The counsellor had made me write letters to my dad asking him all the questions I had, telling him how I felt about what he did. It was supposed to help me come to terms with it. Either I was a lost cause or the counsellor sucked, because I still wasn’t cured obviously.
“You had no right!” I yelled at her. Bugger me, she just shrugged like it was water off a duck’s back.
“Finders keeper and they can’t have been that important or you would have made sure no one saw them.”
I wanted to wring her oh-so-graceful swan neck! Nobody could fuck with me like she managed to.
I took a deep breath, and tried to find my calm.
“Can you just piss off and leave me alone?”
“No can do. Where would be the fun in that? I haven’t seen you in the flesh to torment you in months. Besides, it’s time you knew the truth about what really happened. I’m sick of seeing you like a damned emotional cripple for nothing and I’m pissed at Mum for letting this go on.”
What was she rabbiting on about?
“I do know the truth. I was fucking there!”
She shook her head in a slow almost mocking salute. “You think you do, but you don’t. Seth, you were four. You’ve got a four-year old’s perspective, part of the story.”

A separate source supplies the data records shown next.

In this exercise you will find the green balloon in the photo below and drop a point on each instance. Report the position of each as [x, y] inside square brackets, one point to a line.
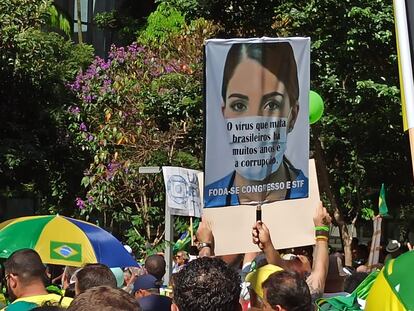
[315, 107]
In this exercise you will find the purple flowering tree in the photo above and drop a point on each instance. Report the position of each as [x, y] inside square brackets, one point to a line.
[141, 106]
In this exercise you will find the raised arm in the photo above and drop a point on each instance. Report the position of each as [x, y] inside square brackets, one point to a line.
[261, 237]
[317, 278]
[205, 239]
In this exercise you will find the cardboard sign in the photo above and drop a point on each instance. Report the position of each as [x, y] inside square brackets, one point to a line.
[290, 222]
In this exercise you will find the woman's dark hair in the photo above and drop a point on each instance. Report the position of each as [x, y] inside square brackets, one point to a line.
[277, 57]
[288, 290]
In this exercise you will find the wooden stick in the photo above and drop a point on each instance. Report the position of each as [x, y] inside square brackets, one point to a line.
[259, 212]
[411, 137]
[191, 231]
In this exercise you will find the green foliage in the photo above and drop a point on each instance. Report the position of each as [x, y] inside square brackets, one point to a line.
[58, 21]
[140, 107]
[36, 158]
[240, 18]
[354, 68]
[189, 8]
[161, 24]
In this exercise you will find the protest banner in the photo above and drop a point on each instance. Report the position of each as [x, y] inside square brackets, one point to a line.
[257, 120]
[404, 29]
[290, 222]
[182, 191]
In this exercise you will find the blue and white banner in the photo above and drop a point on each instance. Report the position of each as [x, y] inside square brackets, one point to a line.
[257, 120]
[182, 191]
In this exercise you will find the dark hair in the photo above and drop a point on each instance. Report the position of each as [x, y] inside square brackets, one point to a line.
[92, 275]
[155, 265]
[207, 284]
[104, 298]
[352, 281]
[70, 291]
[27, 264]
[277, 57]
[288, 290]
[46, 307]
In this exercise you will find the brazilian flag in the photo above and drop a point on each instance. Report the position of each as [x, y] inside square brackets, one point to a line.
[382, 204]
[393, 290]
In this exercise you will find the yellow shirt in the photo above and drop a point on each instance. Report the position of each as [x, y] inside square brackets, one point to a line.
[47, 298]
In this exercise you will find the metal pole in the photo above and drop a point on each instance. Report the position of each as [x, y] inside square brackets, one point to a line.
[169, 227]
[169, 236]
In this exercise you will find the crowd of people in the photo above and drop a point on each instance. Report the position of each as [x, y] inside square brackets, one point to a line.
[307, 278]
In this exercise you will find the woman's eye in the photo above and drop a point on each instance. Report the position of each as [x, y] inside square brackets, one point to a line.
[272, 105]
[238, 106]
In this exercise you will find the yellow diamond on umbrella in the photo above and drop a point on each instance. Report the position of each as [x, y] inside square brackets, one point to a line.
[65, 251]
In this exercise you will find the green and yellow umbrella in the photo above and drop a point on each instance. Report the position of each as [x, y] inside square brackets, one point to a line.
[393, 289]
[63, 241]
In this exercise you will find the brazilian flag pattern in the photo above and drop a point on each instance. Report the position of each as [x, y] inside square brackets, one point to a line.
[393, 289]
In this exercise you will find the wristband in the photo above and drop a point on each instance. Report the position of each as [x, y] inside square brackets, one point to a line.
[201, 245]
[323, 233]
[323, 228]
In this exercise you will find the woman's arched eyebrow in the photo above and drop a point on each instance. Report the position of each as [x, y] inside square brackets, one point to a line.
[237, 95]
[270, 95]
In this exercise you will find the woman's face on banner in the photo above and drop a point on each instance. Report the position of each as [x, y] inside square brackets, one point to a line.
[249, 96]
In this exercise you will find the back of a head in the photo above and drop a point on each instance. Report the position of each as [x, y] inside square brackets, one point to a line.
[207, 284]
[288, 290]
[352, 281]
[155, 265]
[93, 275]
[27, 264]
[104, 298]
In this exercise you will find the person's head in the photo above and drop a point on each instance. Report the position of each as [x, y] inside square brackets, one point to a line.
[299, 264]
[146, 285]
[23, 269]
[206, 284]
[352, 281]
[104, 298]
[92, 275]
[155, 265]
[256, 279]
[181, 258]
[286, 291]
[394, 248]
[275, 93]
[47, 307]
[67, 275]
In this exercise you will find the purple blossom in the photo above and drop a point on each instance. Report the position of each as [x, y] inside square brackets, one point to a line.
[83, 127]
[169, 69]
[80, 203]
[74, 110]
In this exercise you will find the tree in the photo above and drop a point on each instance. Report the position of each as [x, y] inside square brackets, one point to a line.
[359, 143]
[140, 107]
[36, 158]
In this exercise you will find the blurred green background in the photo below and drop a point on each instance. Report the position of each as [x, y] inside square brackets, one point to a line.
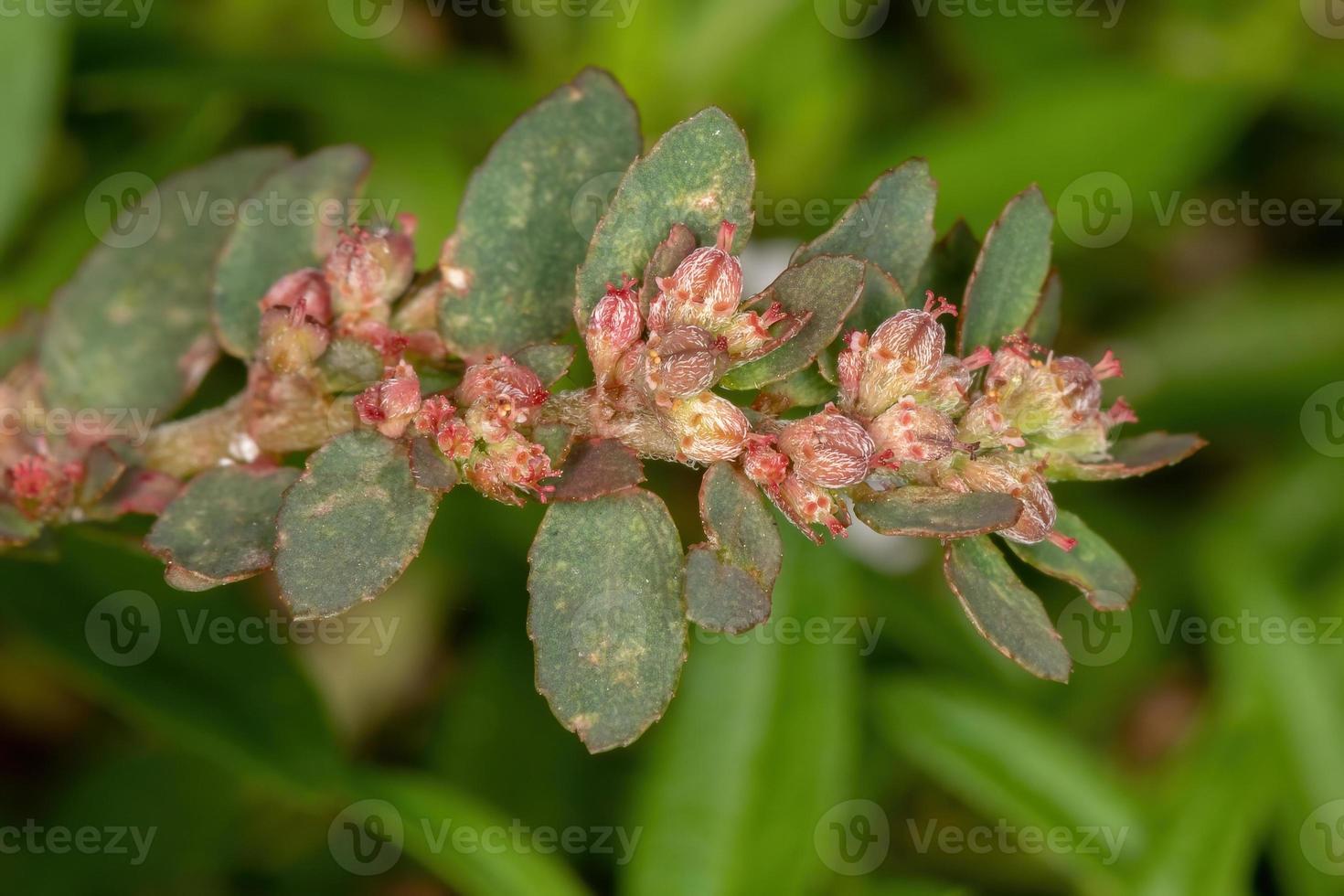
[1215, 762]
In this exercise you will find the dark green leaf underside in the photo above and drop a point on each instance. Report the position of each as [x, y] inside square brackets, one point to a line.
[1006, 286]
[923, 511]
[302, 209]
[606, 617]
[349, 526]
[222, 527]
[511, 262]
[148, 300]
[1093, 566]
[1003, 610]
[699, 175]
[827, 288]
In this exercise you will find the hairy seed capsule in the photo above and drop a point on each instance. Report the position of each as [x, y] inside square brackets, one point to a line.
[1038, 507]
[806, 503]
[368, 269]
[901, 355]
[613, 328]
[683, 360]
[705, 289]
[291, 340]
[910, 432]
[707, 427]
[503, 378]
[828, 449]
[390, 406]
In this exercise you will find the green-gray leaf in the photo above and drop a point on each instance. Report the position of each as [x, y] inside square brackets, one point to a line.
[595, 468]
[1138, 455]
[606, 617]
[548, 361]
[1006, 286]
[929, 512]
[827, 288]
[891, 225]
[1095, 567]
[508, 269]
[729, 579]
[305, 203]
[349, 526]
[699, 175]
[1004, 612]
[949, 263]
[146, 301]
[220, 528]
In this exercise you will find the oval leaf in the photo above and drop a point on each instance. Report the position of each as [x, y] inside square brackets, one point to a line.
[508, 266]
[606, 615]
[1138, 455]
[146, 301]
[891, 225]
[729, 579]
[929, 512]
[1095, 567]
[548, 361]
[826, 288]
[222, 527]
[302, 208]
[349, 526]
[1004, 612]
[595, 468]
[699, 175]
[1007, 283]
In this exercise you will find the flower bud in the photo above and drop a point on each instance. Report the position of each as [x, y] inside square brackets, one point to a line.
[683, 360]
[502, 378]
[368, 269]
[291, 340]
[306, 286]
[437, 420]
[707, 427]
[391, 404]
[613, 328]
[39, 486]
[763, 465]
[828, 449]
[910, 432]
[705, 289]
[901, 355]
[805, 504]
[1038, 507]
[508, 465]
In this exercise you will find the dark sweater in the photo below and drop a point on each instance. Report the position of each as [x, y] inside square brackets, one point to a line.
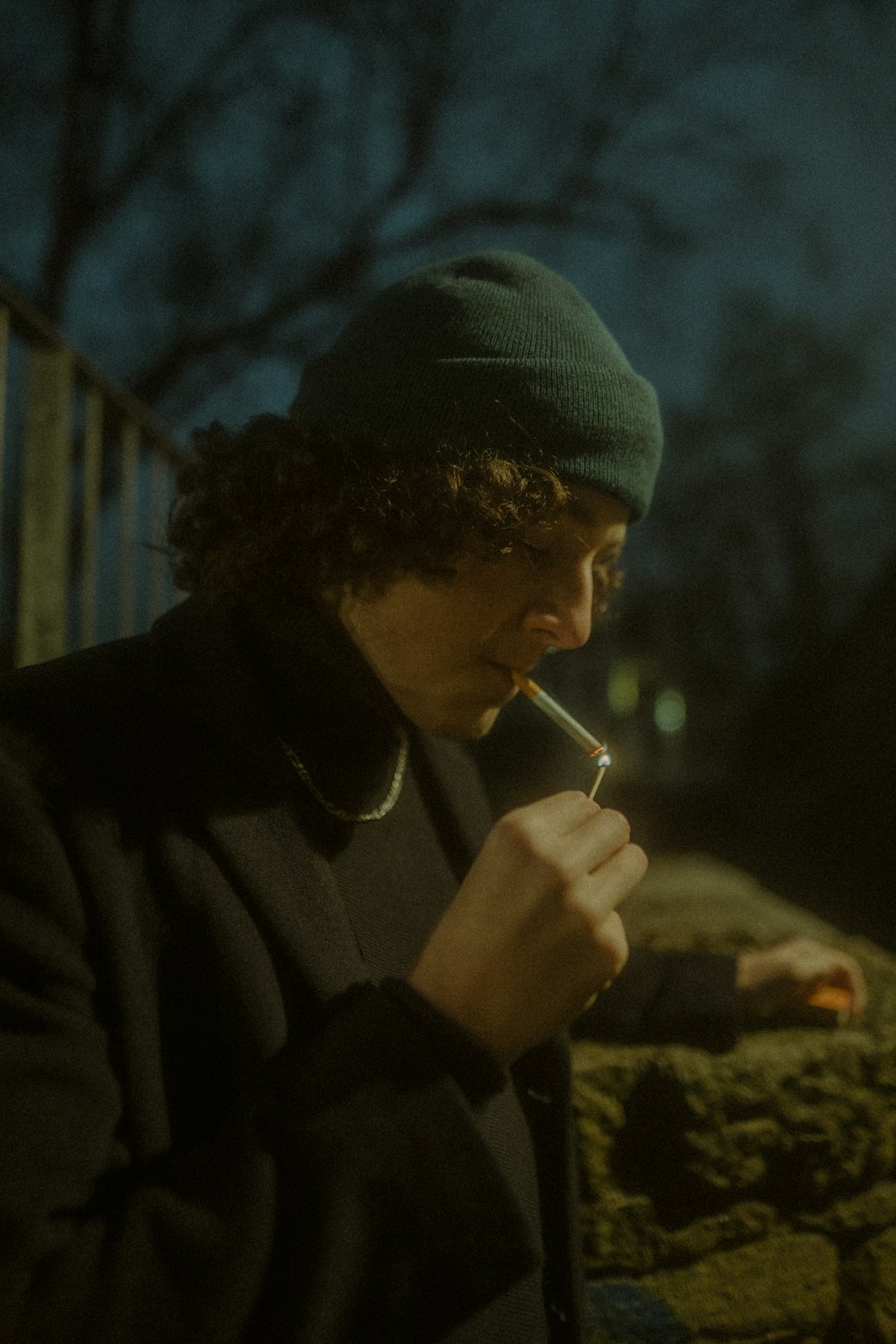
[217, 1124]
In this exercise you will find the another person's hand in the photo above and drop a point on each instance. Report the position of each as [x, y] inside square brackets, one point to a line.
[533, 929]
[780, 980]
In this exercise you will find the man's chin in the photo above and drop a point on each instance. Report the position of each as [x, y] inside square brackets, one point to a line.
[462, 728]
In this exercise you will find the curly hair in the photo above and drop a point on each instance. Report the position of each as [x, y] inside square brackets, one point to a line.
[277, 510]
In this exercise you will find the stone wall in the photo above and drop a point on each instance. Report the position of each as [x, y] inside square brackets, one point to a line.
[747, 1196]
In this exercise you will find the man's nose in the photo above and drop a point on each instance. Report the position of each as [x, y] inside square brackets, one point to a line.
[563, 610]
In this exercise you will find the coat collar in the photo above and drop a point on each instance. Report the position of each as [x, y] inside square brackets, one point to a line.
[244, 796]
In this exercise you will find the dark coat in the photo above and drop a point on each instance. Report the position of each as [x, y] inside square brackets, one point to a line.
[214, 1126]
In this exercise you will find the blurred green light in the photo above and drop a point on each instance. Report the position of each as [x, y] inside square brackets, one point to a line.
[624, 688]
[669, 711]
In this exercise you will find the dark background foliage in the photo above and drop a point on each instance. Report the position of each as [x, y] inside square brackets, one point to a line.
[201, 193]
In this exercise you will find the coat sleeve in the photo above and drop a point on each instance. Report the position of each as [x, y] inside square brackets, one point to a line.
[667, 996]
[346, 1196]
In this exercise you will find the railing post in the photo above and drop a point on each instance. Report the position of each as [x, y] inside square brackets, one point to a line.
[45, 518]
[4, 347]
[128, 526]
[90, 502]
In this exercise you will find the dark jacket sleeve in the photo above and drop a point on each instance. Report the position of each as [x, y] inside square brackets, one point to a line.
[343, 1195]
[667, 996]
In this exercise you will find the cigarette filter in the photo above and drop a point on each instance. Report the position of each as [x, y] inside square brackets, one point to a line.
[544, 702]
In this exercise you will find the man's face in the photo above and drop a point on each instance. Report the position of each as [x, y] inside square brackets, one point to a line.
[445, 650]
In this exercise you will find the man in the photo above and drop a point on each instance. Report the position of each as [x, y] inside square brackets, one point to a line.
[284, 1016]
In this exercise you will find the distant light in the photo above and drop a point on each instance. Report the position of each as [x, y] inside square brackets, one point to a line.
[624, 688]
[669, 711]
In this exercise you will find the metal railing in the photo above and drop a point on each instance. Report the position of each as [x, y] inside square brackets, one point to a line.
[86, 480]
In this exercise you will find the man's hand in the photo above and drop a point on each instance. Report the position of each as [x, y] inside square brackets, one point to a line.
[533, 929]
[780, 981]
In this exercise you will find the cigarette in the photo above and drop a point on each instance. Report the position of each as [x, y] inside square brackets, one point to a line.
[589, 744]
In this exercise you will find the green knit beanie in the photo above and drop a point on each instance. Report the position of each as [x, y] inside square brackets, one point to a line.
[490, 349]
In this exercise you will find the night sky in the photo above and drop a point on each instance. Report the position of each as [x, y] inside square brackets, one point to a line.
[718, 179]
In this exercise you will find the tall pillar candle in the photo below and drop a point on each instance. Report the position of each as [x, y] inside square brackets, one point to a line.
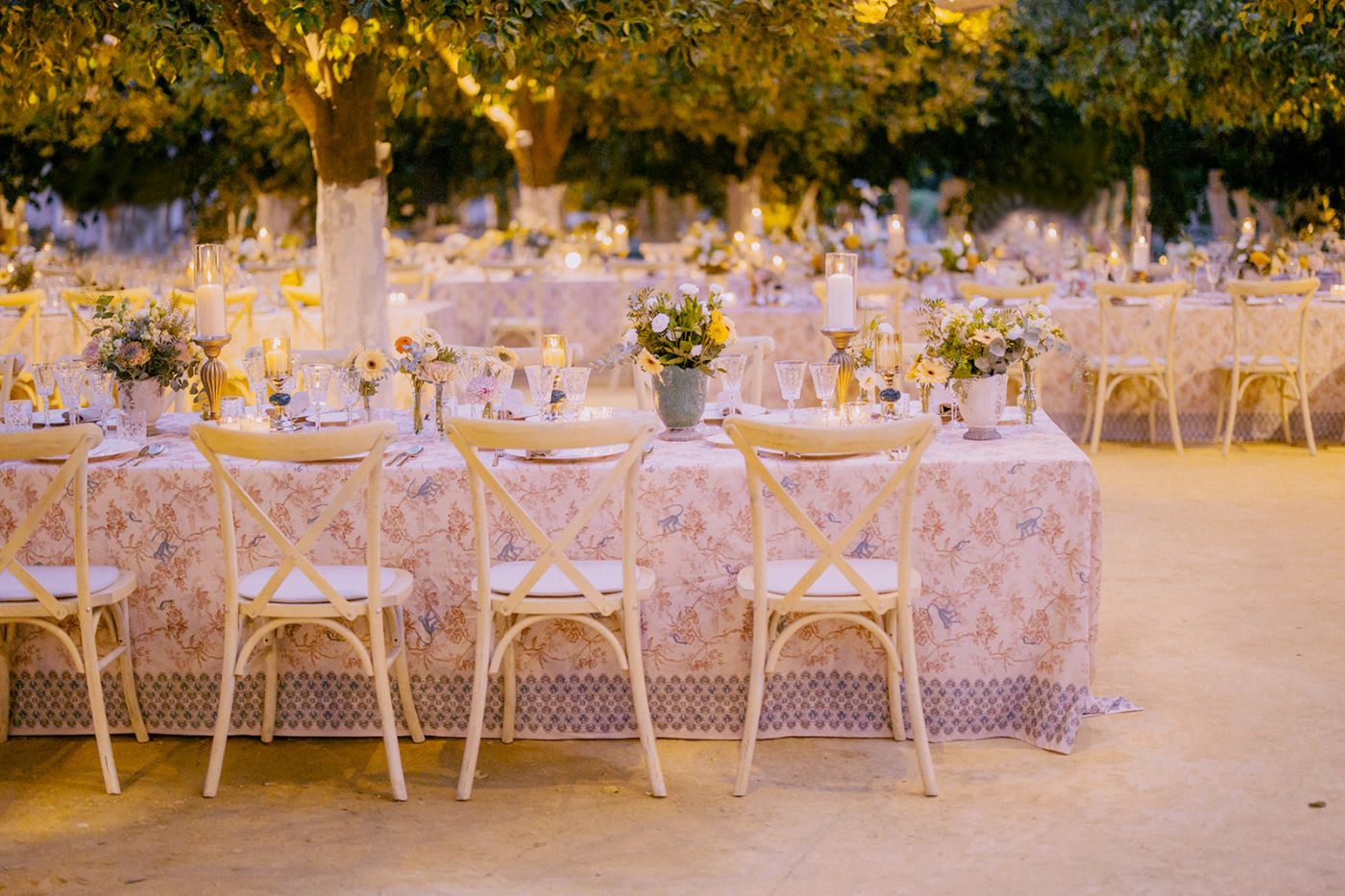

“And you who wasn’t even born, who essentially has nothing to do with this, knows the whole story.” Yeah, not likely!
This time she nodded solemnly and, suddenly, my certainty that she was full of shit collapsed like a house of cards. “I do. Remember awhile back when Mum was at that ’retreat’ you thought it was because she was recovering from more plastic surgery. It wasn’t. She had a breakdown. The truth came out. Dad told me everything. Between that and the letters, I had the whole story.”
I scrubbed my hands down over my face.
Breakdown.
What else didn’t I know? What had I missed? Did I even care?
“Look, I know you hate Mum, there’s no secret there. But I just don’t want you to keep torturing yourself, and I sure as shit don’t want to see you screw this up with Sophia because you’ve got some crazy skewed perspective on what actually happened and it’s affecting your ability to love the woman you obviously…well, love!” Now, she was talking in riddles—my sister was a fruit loop. Could I even believe her? “You need to talk to Mum or, at least, Dad.”
Talk to Mum or my step-dad…right. Yeah, that was an option! It was right up there with seeing giant pink elephants flying overhead with purple spots
I schooled myself to have patience. “Why can’t you just tell me?”
“Because it’s not my place to tell. It’s theirs, and besides, they swore me to secrecy.”
I saw red. “Oh, that’s rich, coming from a little snoop that’s taken great pleasure in telling me my life’s fucked up because I have a warped perspective on something.”
Her expression turned to hurt and I felt like a shit. This was my baby sister I’d just chewed out and I knew she was sincerely trying to help, even if it was in one of her crazy round about ways.
“It doesn’t need to be like it is, Seth.” Her voice wasn’t more than a whisper. “They’ve changed a lot. Give them a go. I want you to be happy, Seth. You love Sophia, even if you refuse to admit it.”